Facebook announced on Tuesday that it has banned the quiz app myPersonality for not cooperating with an audit and because it was clear “they shared information with researchers as well as companies with only limited protections in place.” Ever since the company started auditing apps in March after the Cambridge Analytica upheaval, this is the second app to be banned for having shared information with researchers. Facebook also revealed that it has suspended another 200 apps since the last suspension that is public knowledge.
Facebook said myPersonality was mainly active before 2012. myPersonality was created by researchers at the Cambridge Psychometrics Centre to gather data from Facebook users via personality quizzes. It operated from 2007 to 2012, and gathered data on about four million users directly while it was operational, whom Facebook will be alerting now. Facebook has said that there is no evidence as of now that myPersonality accessed users’ friends’ information.
400 apps now suspended
Notably, Facebook has been investigating the app since April, when it only suspended the app from its platform. New Scientist reported that over 6 million people completed the tests on myPersonality app and half of them even agreed to share data from their Facebook profiles with the app. “If myPersonality refuses to cooperate or fails our audit, we will ban it,” Facebook’s VP of product partnerships, Ime Archibong, had said in April after the suspension.
With this, the number of app suspensions have reached about 400. In April, Facebook had suspended around 200 apps from its platform following an initial review of apps that had access to large amounts of user data, and said it would investigate these apps for on whether they misused any data.
Personality apps on Facebook: a timeline
— On Tuesday, Facebook banned quiz app myPersonality which gathered data of up to 4 million users directly.
— In June, a researcher discovered that a third-party app called NameTests left the data of 120 million Facebook users exposed to anybody — even after the users deleted the app.
— In April, Wired reported that Cambridge Analytica may have accessed the private inboxes of those who took quizzes on ‘This is Your Digital Life’.
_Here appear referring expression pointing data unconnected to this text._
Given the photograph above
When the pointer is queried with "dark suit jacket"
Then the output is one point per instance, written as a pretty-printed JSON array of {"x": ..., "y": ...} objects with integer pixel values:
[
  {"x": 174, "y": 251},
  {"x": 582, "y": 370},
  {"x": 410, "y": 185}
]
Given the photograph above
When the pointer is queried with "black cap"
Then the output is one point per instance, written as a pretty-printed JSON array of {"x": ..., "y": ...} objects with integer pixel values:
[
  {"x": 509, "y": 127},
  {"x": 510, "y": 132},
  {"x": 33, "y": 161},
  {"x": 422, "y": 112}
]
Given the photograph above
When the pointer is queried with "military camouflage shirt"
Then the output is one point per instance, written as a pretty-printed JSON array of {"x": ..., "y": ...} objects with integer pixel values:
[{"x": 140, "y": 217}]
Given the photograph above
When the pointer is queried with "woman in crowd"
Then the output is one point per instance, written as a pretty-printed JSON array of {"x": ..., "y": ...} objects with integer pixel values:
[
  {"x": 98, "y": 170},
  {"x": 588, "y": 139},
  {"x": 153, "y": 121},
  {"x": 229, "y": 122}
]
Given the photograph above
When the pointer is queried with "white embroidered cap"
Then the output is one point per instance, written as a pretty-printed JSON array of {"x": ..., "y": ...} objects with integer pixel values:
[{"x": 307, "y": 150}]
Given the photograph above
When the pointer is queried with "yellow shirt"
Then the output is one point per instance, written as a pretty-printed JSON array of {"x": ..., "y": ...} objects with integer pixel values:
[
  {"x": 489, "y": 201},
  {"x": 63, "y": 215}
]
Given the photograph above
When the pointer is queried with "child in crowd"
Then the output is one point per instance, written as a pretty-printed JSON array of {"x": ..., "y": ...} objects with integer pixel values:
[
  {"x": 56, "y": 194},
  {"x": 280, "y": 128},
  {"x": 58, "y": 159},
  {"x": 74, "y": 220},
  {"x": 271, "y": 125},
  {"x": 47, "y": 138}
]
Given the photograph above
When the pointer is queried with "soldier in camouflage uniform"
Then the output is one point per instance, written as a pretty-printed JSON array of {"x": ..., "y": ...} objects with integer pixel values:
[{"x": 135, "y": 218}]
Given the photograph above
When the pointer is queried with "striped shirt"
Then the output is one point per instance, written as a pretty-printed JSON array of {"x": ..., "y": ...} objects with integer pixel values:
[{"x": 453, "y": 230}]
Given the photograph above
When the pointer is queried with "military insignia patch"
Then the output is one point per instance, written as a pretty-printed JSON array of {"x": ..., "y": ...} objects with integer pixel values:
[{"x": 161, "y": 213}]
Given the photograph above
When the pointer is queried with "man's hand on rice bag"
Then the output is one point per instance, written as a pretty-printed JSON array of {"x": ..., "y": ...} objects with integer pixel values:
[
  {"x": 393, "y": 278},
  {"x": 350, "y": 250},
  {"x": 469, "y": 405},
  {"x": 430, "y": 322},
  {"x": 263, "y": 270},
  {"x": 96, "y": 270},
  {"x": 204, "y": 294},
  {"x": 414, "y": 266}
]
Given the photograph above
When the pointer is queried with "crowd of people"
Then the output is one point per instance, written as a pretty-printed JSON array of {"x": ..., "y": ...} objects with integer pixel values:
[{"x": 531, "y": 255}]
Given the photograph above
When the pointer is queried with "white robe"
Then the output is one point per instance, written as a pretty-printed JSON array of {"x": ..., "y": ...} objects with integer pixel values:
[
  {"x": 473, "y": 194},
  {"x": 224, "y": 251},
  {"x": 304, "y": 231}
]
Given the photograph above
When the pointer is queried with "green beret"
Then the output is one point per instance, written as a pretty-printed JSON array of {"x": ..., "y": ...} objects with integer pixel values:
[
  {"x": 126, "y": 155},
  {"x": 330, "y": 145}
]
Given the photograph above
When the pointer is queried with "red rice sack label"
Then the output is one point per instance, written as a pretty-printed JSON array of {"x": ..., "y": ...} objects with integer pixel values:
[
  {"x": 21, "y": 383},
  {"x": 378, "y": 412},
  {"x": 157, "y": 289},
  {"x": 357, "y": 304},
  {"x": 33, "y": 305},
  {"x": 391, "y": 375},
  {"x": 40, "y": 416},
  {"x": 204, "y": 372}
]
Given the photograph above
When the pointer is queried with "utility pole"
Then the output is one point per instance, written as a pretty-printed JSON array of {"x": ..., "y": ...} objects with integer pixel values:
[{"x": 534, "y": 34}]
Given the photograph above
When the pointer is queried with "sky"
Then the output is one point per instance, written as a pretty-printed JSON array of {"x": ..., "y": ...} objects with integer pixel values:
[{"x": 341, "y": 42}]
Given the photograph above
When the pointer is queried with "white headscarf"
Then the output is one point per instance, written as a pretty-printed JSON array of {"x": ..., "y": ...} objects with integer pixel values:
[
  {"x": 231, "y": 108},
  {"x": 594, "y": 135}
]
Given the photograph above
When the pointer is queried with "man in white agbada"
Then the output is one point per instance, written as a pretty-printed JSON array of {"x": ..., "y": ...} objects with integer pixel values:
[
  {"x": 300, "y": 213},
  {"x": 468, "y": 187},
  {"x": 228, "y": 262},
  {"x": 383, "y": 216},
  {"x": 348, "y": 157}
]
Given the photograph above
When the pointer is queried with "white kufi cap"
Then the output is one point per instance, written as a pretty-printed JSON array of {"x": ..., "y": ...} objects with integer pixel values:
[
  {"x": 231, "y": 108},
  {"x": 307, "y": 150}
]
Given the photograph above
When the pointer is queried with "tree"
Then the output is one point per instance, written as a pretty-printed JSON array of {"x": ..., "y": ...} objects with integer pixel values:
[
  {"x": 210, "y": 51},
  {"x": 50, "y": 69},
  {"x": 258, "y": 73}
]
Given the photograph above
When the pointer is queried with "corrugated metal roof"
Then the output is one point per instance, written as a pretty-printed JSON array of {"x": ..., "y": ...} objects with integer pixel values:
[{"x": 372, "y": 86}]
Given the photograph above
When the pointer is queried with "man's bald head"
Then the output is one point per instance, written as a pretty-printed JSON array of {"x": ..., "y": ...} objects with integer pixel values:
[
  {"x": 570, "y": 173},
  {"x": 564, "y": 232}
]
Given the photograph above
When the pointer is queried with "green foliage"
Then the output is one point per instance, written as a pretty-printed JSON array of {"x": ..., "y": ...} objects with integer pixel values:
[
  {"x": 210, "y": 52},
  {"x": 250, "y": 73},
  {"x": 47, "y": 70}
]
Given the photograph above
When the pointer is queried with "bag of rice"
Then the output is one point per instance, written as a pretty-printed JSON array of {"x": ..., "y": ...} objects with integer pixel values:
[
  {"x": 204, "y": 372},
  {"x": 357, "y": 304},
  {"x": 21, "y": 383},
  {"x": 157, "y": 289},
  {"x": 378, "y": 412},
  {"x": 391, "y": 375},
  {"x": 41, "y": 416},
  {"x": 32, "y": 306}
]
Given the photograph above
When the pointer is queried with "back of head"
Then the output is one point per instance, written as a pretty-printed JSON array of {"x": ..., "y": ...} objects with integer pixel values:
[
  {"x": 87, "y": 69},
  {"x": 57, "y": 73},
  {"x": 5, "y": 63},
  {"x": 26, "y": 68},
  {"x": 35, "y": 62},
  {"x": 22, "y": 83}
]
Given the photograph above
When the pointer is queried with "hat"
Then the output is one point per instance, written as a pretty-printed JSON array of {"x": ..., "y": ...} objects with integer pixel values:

— In March, it was revealed that political consultancy firm Cambridge Analytica amassed a massive chunk of Facebook user data for some 50 million people without ever getting their permission. In 2015, Aleksandr Kogan, a psychology professor at Cambridge University, created a quiz app named ‘This is Your Digital Life’. which around 270,000 people downloaded and signed into using their Facebook credentials, giving Kogan access to a treasure trove of their data, consenting to have their data collected for academic use. Kogan passed the data to Strategic Communication Laboratories (SCL), the parent company of Cambridge Analytica.